Sgt. Bahir called them to attention again, and pointed his Bundu rifle into the pitch-black behind him.
“March carefully and spread out. When you first see the lights from the enemy camp, regroup quietly, shoot an artillery flare and then begin our assault after the shells fall.”
Leander looked over his shoulder and saw the artillery crews, putting down their mortars on the road. They worked by dim lamp-light, holding up oil lanterns to their mortar’s sights and scopes and adjusting them. A few riflemen and all of the tanks would stay behind to guard them and the trucks. They started to site the woods nearby.
When Sergeant Bahir started move the entire assault squad followed. They climbed the ditch up into the woods, advancing on a wide front. Leander took long, precise steps forward, careful not to trip in sudden depressions or to walk into any trunks in the dark. He stuck by Elena, as he had said he would, and she marched alongside him.
Bonde followed close behind them, and he looked around himself as if with a keener eye than theirs. Perhaps his training taught him something to look out for that Leander did not know. Cold, slightly shaking, and feeling anxious in the dark, Leander tried to betray no undue sounds or sudden movements. He wished he could see better in the dark.
As he advanced Leander scanned from side to side, despite being hardly able to see a few feet in front of his nose, and he kept his submachine gun raised in front of him, moving its barrel along his field of vision as he surveyed. Around him the forest was thick with trees, thin and tall and with bushy crowns but growing in clusters. He was often reaching out with his gun and touching a trunk, and had to then weave around it and several neighbors with great care to keep his feet from catching on roots or slipping on a carpet of leaves, or his face from crashing into wood. Marching, he lost track of time.

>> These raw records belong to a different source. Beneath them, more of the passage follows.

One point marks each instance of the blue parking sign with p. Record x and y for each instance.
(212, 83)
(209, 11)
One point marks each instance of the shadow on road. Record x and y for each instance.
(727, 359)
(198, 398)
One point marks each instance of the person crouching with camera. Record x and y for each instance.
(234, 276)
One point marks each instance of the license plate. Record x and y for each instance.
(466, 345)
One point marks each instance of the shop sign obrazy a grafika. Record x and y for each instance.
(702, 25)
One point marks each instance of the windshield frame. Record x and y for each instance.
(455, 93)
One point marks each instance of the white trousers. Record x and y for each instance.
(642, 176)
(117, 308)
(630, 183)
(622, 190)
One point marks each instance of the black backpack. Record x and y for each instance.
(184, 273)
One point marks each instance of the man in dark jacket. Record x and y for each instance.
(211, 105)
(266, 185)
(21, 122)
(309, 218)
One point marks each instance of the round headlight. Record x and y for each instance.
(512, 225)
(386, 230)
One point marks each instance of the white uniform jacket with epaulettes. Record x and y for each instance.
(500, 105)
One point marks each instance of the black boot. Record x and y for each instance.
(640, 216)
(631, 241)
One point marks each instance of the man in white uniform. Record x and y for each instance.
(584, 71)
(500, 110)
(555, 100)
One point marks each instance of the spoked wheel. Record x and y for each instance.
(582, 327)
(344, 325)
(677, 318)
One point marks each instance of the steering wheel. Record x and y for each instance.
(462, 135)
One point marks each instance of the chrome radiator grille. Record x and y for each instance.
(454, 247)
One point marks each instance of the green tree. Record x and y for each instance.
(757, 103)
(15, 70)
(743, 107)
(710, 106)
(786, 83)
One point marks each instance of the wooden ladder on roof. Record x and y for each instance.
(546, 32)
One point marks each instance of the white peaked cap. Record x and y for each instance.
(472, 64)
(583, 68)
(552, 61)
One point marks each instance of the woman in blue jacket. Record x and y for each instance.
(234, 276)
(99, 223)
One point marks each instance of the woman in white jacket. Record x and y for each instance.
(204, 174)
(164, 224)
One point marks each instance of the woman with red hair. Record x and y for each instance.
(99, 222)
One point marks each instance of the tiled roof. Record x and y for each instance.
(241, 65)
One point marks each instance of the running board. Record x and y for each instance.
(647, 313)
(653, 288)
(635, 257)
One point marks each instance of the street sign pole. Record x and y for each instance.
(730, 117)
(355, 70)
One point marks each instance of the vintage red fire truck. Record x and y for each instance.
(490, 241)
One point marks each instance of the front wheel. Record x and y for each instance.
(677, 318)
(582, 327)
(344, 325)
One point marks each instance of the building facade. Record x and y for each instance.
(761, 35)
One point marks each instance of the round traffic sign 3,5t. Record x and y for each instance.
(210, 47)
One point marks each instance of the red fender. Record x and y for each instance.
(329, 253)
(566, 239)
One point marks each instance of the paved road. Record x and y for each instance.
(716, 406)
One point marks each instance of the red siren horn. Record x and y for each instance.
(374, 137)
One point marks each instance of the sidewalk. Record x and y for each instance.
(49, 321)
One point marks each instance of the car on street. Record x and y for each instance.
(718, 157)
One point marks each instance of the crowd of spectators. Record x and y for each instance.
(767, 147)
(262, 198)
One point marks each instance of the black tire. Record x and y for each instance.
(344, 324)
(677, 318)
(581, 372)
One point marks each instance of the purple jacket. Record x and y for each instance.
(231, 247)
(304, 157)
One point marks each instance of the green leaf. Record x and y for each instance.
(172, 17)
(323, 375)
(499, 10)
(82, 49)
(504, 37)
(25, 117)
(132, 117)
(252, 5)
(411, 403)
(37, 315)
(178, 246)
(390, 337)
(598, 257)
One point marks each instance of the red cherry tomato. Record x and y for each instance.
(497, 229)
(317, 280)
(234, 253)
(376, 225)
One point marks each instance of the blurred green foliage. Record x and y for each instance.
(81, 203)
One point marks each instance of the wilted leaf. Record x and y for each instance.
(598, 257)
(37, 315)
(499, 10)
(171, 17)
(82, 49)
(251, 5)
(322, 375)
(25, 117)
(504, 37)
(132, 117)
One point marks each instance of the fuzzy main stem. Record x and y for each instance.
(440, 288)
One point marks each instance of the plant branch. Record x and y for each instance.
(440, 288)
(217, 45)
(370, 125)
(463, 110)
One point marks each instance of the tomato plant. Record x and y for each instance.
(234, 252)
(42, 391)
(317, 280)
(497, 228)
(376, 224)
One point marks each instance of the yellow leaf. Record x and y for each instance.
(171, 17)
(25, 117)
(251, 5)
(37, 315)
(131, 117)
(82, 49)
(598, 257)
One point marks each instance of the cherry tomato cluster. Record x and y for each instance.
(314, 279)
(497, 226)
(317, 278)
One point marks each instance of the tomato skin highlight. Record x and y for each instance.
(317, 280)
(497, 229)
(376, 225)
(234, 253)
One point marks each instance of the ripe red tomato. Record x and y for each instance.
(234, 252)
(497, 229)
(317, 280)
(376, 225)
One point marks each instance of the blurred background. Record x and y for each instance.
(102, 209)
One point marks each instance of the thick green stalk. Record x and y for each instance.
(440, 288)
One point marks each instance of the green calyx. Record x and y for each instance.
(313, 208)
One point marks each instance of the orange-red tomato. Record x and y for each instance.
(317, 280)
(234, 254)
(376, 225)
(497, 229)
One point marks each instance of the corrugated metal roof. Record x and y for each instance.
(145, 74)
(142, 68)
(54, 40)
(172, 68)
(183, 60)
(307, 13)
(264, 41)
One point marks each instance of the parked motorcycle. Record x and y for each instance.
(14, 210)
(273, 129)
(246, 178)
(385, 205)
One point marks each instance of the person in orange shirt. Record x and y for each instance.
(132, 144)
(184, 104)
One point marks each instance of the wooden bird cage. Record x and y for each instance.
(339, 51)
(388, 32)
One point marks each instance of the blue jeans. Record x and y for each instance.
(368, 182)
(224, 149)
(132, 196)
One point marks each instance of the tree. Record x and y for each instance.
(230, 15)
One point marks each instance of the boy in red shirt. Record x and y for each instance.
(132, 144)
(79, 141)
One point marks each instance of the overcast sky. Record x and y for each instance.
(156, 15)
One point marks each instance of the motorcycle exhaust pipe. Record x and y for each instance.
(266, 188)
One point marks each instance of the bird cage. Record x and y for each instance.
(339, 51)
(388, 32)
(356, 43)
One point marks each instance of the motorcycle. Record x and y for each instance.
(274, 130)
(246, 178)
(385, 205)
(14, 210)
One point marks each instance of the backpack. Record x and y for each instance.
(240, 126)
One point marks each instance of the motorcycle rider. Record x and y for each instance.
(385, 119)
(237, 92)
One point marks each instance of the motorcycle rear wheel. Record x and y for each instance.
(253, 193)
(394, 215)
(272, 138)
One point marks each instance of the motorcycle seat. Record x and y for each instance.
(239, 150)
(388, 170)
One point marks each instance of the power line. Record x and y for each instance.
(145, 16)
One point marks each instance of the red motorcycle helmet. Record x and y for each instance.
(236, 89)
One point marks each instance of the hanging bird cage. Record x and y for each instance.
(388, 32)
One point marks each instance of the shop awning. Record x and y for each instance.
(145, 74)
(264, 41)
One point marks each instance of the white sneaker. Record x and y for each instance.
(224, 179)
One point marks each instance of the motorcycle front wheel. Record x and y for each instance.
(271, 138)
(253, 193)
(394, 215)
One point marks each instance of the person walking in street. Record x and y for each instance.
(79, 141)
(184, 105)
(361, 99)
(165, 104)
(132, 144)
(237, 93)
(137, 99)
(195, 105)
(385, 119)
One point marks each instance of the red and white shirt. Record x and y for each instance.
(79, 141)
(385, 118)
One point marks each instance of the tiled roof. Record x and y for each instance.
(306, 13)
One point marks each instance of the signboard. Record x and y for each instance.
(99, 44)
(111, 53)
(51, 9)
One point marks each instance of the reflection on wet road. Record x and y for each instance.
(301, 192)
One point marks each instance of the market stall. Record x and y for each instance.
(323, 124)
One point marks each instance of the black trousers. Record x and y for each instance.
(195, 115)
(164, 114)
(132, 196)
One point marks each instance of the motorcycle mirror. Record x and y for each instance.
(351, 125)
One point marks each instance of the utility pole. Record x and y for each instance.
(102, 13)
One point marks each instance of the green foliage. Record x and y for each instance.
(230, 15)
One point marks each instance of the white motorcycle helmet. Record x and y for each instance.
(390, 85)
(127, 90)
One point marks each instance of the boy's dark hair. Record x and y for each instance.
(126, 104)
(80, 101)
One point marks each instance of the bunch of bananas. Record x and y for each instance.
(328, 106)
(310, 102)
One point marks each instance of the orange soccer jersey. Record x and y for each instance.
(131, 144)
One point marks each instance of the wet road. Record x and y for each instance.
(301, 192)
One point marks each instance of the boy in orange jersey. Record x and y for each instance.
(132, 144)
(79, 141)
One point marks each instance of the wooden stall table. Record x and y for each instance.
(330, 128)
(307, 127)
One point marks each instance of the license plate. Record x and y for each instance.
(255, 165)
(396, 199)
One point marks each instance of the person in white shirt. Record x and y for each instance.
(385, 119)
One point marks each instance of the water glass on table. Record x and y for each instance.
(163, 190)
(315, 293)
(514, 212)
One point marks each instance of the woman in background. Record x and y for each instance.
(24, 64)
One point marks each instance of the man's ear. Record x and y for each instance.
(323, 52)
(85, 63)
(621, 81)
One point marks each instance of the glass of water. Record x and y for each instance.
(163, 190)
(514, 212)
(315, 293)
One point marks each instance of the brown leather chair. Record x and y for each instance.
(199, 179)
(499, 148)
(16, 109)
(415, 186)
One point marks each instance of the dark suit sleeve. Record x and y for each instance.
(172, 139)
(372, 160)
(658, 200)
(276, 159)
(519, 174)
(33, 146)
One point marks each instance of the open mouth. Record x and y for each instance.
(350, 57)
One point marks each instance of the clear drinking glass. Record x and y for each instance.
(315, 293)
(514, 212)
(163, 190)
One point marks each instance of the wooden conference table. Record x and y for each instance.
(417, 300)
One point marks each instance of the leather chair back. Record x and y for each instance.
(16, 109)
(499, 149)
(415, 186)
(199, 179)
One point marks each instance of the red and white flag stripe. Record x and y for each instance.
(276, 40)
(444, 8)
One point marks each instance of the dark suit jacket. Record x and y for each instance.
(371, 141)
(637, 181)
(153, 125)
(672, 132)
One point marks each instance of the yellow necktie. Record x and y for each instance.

The Sergeant’s electric torch pointed out the direction in which they were headed, and gave the formation a center around which to form. Leander and Elena would often find themselves too far from the thin beam, and slowly moved toward it to keep in formation with it. Bonde seemed unconcerned and marched confidently in his own path.
Leander sometimes heard or saw his comrades in the squad, difficult as it was to make them out in the dark. They were spread out wide enough, and part of such a larger formation, that it all seemed very abstract. He was marching with a platoon that was part of a company, and part of a battalion, part of a regiment. Leander imagined that there must have been hundreds of troops treading through the forest just like them, rifles out, a massive spearhead across the Djose. He was emboldened by this vision and felt he had the upper hand, though he did not know the size of the enemy’s formations. To him, company and regiment and division were still confusing and vague words that others had only briefly taught him.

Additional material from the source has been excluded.